It's weird: I have a lot more to think about now than I did with the old show, because I used to have people who covered this area and that area, and now I'm having to cover a lot of areas! But I'm much happier with the sound, the crowds are much more frenzied, much more rabid and insane. I think before it was a little bit more of a show that you watch and enjoy and clap clap clap, and that's not what I want.

The other thing is that I met a singer [Aerea Negrot] six years ago when I was on tour with Antony, doing merchandise for him. And she was really curious and I was talking her and she told me, "I live in Berlin cuz Berlin's the coolest techno place blah blah blah, but I'm classically trained in ballet. And I sing and kind of have an operatic voice." And I thought "Wow, this girl is weird — and kind of amazing!" And I told Antony, "We've got to have lunch with this girl who came to the show last night, she seems really interesting." So we did, but then I lost touch with her, until years later I found someone from Berlin who knew her and had her number. So I called her, and got her in the studio. And she was awesome, she took it to a place that I could never have imagined. So once again I was blessed with someone awesome who dropped from the heavens.

And the other new singer, Shaun Wright, who I met in New York, who's just been born and bred on house music. His mother was a singer in an R&B group — it's in his blood! And so he brings to Hercules this kind of more gospel-tinged African-American voice, which I'm really happy about. His voice is really powerful and I'm really excited about him. And when I first saw him I was taken aback because he was covered in sparkles and braids and just reminded me of Rick James and Sylvester.

All of that is interesting, because you probably could have just as easily put out another album of '70s/'80s-sounding disco music, and everyone would be perfectly happy.
Yeah.
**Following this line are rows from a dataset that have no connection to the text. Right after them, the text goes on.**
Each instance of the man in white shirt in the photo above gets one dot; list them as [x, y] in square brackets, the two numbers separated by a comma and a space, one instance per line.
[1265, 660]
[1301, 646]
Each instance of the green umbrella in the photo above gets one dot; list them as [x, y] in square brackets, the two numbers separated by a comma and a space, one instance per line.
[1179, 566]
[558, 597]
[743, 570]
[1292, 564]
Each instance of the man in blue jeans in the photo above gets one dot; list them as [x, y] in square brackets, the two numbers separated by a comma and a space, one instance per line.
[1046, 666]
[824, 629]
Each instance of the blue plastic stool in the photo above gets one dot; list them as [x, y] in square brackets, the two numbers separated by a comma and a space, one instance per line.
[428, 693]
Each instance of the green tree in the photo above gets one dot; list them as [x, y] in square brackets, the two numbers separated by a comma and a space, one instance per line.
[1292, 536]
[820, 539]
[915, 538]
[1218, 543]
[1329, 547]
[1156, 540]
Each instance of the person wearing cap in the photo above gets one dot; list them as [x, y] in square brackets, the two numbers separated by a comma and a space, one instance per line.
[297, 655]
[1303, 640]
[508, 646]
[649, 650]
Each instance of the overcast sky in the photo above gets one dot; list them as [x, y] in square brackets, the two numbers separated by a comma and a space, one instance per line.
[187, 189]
No, no, this is a completely different thing, a completely different beat. That said, there are moments on the new record that are very . . . "Herculean." You'll hear a horn arrangement that sounds like the first album, or a string arrangement, so there's some consistency. But this record was much more about honing and displaying my compositional voice as opposed to relying on references. It's much less referential, and more about songwriting.

Do your records have a message of any kind? Is there something thematic underlying your music, album-to-album?
I think if there if there was a message on the first record, it was "Dance music is legitimate music." You know, there's a history to it and it's not just throwaway trash. On this record it's more varied, but at the same time it's kind of the same deal: "If it's a dance track and it's coming from Hercules and Love Affair, you're gonna have to respect it as a song, and not just as a track." I'm saying it loud and clear: dance music is legitimate music. It's the real deal.